Georges Fenech, avant d’avoir sorti 13 millions de victimes de dérives sectaires de son chapeau , avait réitéré un de ses vieux tours, en exhibant la « découverte » qu’il aurait faite en 2006 lors d’une visite parlementaire surprise, de « 50 enfants coupés du monde ». Il évoque des conditions de vie « hallucinantes » des enfants « privés de soins », complètement désocialisés, et le décès d’un bébé de la communauté… Nous conseillons vivement à nos lecteurs de visionner le reportage réalisé sur place par le CICNS suite au battage médiatique occasionné par la visite parlementaire. En quelques mots : en fait de découverte, les enfants, grâce à la psychose antisectes étaient déjà et depuis des années parmi les plus surveillés de France par l’inspection d’académie et divers services sociaux, le tout sans signalement d’enfants en danger ; associer le décès du bébé à la communauté est abusif puisque la justice, après plusieurs années d’enquête avait abandonné ces soupçons ; et pour la petite histoire, sans surprise, tant Georges Fenech nous a habitués à l’inflation des chiffres, les enfants n’étaient en fait que 18, comme il le rapportait lui-même en 2006.

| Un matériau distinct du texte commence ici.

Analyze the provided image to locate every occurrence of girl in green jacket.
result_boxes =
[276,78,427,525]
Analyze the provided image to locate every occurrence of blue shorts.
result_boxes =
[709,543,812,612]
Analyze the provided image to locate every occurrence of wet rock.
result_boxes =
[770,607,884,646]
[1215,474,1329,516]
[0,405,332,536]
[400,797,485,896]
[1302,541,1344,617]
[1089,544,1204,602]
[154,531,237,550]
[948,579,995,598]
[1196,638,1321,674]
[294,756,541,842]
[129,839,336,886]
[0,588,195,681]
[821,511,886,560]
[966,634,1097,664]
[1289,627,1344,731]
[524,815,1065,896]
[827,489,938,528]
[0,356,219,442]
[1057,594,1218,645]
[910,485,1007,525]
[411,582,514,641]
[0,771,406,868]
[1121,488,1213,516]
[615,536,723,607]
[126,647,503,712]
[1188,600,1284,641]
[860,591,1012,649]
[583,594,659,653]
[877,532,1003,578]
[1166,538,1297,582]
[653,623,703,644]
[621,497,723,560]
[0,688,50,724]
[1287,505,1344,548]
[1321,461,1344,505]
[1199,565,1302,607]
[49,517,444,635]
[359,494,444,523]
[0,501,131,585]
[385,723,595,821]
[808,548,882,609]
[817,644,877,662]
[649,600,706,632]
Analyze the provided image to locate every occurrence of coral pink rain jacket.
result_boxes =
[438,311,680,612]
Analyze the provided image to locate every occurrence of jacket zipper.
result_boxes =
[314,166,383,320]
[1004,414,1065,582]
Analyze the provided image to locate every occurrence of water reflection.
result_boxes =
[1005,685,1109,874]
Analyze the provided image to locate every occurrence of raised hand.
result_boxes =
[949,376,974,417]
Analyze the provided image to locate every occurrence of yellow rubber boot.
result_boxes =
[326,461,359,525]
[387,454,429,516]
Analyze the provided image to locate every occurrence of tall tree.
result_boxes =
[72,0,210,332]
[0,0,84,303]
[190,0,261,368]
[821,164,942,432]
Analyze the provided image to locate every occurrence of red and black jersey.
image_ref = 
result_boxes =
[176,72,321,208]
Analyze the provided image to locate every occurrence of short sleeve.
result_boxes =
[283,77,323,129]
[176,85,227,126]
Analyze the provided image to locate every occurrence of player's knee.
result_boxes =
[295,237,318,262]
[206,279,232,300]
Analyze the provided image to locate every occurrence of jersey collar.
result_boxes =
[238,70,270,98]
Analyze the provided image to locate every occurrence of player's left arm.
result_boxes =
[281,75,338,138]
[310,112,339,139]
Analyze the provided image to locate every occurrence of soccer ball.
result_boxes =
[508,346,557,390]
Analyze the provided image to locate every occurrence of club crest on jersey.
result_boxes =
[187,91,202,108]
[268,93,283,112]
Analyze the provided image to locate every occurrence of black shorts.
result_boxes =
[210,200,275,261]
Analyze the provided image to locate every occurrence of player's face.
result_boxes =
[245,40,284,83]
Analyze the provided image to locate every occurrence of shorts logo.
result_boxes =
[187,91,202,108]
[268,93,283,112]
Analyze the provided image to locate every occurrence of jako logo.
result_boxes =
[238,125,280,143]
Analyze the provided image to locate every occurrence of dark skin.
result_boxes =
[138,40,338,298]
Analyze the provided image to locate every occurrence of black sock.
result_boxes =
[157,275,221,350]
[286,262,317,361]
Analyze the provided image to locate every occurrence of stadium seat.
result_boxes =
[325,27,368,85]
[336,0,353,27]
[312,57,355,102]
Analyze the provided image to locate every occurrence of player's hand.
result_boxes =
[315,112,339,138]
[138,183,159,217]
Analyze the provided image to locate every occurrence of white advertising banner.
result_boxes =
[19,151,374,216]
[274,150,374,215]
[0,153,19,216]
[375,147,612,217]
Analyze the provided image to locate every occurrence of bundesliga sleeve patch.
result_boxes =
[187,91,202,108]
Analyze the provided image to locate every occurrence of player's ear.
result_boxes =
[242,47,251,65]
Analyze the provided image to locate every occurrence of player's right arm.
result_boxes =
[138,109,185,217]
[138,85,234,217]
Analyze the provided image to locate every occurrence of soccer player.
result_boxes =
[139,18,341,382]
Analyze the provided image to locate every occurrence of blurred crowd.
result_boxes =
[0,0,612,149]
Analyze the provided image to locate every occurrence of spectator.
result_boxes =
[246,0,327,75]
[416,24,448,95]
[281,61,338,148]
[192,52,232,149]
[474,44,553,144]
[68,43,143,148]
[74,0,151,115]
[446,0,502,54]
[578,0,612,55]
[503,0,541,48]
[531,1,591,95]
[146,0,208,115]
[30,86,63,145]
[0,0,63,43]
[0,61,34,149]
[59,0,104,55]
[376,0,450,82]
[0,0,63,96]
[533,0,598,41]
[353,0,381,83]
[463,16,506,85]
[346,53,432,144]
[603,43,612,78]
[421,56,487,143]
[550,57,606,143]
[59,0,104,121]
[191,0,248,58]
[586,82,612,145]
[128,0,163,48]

Ces auditions ont l’allure d’une pantalonnade. On peut lire au sujet de ce terme sur Wikipedia que « (…) la pantalonnade est généralement un résultat collectif. Elle découle donc plus directement du script que d'initiatives venues des acteurs…». Nous ne jetterons donc pas la pierre aux acteurs, ni aux auteurs, tant le script est en l’occurrence un véritable ouvrage collectif, mais interpellerons le public qui assiste passivement depuis 20 ans à la reprise du même spectacle désolant : avant de vous retrouver sur scène, privés de vos libertés fondamentales, qu’attendez-vous pour interpeller le producteur *, censé être à votre service ?

* L’État, qui, depuis 1981, est le véritable pilier de la propagande antisectes.